Posted on Tue 19 December 2017 in Tech

I got a second-hand Samsung Galaxy S5 for my mum yesterday (a G900I model, from Telstra), and I spent some time getting it ready.

Firstly, I downloaded the most-recent Telstra firmware image. At time of writing, that's G900IDVU1CQJ2. Telstra appears to be the only carrier still releasing stock firmware for this phone, so I downloaded the Telstra version even though we're connecting to Spark New Zealand. This means the phone will at least be running the most up-to-date baseband and modem firmware.

Note - if you try this, and find that the recent (international) version doesn't work properly with your local carriers, download the older (local) package, and flash the modem.bin and the NON-HLOS.bin packages from the local one instead.

Flashing the new firmware required a little thinking. I'm 99% sure that I did this the hard way, but basically:

  • Download the newest version of Heimdall from Github
  • Back last year I had a post that mentioned editing CMakeLists.txt - ignore that now.
  • Build the software (assuming you extracted the zip instead of using git clone), with:
    cd Heimdall-master
    mkdir build
    cd build
    cmake -DDISABLE_FRONTEND=ON -DCMAKE_BUILD_TYPE=Release .. 
    make
    

Once I'd built Heimdall, I unzipped the firmware into a convenient place, and I examined the PIT file from the phone:

./heimdall print-pit

This descripts the partition table on the phone. In particular, it tells you which files in your firmware package should be uploaded to which partitions.
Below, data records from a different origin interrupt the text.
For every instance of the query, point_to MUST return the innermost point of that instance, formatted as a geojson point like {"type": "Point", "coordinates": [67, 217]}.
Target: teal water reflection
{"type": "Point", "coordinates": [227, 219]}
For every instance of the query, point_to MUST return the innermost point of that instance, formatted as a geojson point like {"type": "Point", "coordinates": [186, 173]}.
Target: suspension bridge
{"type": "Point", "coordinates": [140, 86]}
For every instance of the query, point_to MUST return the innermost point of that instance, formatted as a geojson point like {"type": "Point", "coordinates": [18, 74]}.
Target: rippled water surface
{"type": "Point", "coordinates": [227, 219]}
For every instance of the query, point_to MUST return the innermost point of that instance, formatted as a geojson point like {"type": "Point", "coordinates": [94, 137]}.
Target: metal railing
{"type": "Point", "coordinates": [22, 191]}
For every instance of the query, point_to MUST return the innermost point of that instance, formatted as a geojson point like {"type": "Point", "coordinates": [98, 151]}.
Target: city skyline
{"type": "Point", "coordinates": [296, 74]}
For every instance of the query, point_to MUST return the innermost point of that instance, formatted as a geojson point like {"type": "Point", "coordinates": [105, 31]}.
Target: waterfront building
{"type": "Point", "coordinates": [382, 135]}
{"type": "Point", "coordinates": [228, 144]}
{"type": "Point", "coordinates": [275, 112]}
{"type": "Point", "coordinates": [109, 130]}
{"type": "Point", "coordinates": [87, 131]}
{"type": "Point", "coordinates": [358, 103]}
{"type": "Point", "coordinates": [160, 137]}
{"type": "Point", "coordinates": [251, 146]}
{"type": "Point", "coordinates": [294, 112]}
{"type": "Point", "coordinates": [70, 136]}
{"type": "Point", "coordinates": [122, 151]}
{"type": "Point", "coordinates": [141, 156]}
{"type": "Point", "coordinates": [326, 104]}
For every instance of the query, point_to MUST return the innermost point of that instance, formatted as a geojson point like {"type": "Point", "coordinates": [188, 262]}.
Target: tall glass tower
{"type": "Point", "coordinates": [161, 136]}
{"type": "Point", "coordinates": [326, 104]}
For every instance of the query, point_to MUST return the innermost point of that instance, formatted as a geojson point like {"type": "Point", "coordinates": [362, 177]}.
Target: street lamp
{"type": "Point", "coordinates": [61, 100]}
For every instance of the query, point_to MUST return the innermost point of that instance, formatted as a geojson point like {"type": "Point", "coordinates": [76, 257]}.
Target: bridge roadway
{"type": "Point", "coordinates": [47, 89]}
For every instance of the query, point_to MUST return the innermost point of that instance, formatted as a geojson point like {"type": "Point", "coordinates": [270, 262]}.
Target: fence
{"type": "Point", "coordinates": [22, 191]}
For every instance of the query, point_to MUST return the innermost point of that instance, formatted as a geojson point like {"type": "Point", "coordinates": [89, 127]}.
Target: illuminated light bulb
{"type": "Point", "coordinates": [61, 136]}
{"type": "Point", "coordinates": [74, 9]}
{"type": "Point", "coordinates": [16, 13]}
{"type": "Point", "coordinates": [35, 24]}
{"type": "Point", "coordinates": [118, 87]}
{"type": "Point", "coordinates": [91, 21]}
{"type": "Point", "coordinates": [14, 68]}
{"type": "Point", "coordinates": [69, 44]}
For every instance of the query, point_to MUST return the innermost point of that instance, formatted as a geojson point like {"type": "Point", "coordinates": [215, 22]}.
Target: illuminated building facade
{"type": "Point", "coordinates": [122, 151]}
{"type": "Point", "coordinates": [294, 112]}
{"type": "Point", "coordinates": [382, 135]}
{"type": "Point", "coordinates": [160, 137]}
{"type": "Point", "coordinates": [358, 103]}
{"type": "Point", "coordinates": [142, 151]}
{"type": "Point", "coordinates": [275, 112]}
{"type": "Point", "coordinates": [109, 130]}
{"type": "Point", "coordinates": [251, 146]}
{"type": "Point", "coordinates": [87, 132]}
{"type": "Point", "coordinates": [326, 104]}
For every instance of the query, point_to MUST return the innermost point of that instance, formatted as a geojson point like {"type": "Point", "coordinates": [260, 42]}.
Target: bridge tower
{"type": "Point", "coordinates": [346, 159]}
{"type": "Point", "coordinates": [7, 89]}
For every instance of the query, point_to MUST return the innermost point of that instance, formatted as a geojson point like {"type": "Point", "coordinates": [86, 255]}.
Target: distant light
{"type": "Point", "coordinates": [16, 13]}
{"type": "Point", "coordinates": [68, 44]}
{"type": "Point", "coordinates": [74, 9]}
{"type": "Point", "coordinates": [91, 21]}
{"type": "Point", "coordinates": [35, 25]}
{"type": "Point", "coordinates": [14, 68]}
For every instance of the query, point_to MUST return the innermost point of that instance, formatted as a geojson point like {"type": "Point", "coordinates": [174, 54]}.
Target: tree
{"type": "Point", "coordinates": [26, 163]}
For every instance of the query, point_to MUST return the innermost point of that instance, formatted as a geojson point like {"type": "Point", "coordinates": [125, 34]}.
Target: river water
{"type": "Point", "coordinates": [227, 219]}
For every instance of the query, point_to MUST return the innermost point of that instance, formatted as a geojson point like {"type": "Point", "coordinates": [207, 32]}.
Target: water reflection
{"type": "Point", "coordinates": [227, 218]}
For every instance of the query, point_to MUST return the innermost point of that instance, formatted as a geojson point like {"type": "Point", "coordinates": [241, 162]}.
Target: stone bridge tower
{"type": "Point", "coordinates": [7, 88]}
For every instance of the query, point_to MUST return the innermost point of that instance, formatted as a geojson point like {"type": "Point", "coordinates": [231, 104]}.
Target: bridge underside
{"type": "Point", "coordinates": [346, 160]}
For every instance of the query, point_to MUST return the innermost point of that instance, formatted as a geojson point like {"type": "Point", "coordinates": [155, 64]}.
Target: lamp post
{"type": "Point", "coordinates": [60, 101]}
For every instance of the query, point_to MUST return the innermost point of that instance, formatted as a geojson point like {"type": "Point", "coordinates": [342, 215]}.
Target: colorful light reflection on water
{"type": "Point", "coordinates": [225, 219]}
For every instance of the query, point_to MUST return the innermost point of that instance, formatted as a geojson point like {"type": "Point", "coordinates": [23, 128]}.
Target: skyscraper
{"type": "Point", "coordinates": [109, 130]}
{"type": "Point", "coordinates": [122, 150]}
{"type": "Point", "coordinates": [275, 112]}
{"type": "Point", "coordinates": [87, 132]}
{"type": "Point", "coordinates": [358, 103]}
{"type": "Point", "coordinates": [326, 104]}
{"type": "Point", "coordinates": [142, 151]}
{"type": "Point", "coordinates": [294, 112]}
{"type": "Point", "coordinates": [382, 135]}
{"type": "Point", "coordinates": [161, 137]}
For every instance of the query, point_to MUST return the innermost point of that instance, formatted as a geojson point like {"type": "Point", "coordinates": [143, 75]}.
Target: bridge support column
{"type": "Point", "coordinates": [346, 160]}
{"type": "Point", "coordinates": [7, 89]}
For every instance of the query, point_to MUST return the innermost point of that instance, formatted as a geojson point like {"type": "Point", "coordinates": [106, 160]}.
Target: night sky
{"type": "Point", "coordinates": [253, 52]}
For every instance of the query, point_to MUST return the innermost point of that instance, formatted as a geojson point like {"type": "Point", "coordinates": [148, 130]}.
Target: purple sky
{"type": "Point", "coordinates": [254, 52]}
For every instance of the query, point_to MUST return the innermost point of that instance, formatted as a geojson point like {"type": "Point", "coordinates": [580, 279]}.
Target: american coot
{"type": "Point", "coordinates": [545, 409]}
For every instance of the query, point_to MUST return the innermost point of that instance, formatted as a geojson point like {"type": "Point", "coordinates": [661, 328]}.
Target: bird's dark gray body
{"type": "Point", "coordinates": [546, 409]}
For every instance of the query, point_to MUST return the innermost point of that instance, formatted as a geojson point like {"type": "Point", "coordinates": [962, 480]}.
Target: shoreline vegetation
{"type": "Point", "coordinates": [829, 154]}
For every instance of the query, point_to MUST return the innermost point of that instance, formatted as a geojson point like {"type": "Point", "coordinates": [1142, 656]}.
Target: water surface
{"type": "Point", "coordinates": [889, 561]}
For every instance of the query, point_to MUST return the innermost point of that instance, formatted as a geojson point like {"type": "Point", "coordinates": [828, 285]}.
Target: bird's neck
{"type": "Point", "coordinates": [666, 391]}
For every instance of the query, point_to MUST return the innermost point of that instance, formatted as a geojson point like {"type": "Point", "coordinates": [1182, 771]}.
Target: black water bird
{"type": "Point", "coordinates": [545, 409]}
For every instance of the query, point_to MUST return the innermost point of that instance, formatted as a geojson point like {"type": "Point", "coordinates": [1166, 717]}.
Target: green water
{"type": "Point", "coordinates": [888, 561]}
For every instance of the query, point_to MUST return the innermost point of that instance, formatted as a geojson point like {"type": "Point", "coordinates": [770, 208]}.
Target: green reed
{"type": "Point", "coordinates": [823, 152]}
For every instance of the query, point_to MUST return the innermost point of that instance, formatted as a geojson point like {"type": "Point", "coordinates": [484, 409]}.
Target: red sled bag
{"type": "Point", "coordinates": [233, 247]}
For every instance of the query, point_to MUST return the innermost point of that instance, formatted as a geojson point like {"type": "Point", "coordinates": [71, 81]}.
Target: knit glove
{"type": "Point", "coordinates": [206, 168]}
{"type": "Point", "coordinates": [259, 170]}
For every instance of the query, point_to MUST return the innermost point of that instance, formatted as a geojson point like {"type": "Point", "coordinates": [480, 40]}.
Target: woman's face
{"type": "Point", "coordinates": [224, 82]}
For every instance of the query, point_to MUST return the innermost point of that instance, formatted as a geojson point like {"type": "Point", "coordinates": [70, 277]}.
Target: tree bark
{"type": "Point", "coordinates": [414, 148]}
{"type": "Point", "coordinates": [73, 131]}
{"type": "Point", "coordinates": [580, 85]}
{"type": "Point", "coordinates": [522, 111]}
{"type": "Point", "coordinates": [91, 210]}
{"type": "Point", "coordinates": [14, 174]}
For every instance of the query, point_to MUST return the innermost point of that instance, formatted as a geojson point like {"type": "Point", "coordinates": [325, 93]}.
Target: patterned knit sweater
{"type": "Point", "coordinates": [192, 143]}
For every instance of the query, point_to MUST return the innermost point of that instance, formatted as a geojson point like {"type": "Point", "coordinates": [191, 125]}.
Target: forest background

I ended up with the following Heimdall flash line:

./heimdall flash --APNHLOS NON-HLOS.bin --MODEM modem.bin --SBL1 sbl1.mbn --DBI sdi.mbn --ABOOT aboot.mbn --RPM rpm.mbn --TZ tz.mbn --BOOT boot.img --RECOVERY recovery.img --SYSTEM system.img.ext4 --CACHE cache.img.ext4 --HIDDEN hidden.img.ext4

I know I could have only flashed the modem.bin and NON-HLOS.bin files, but I'm not sure what I would have missed by skipping all the other partitions.

After the phone was flashed up to the current Stock firmware, I made sure it booted correctly, and then went ahead and converted the phone to my beloved LineageOS, happy in the knowledge that all the "other bits" of the firmware were all updated.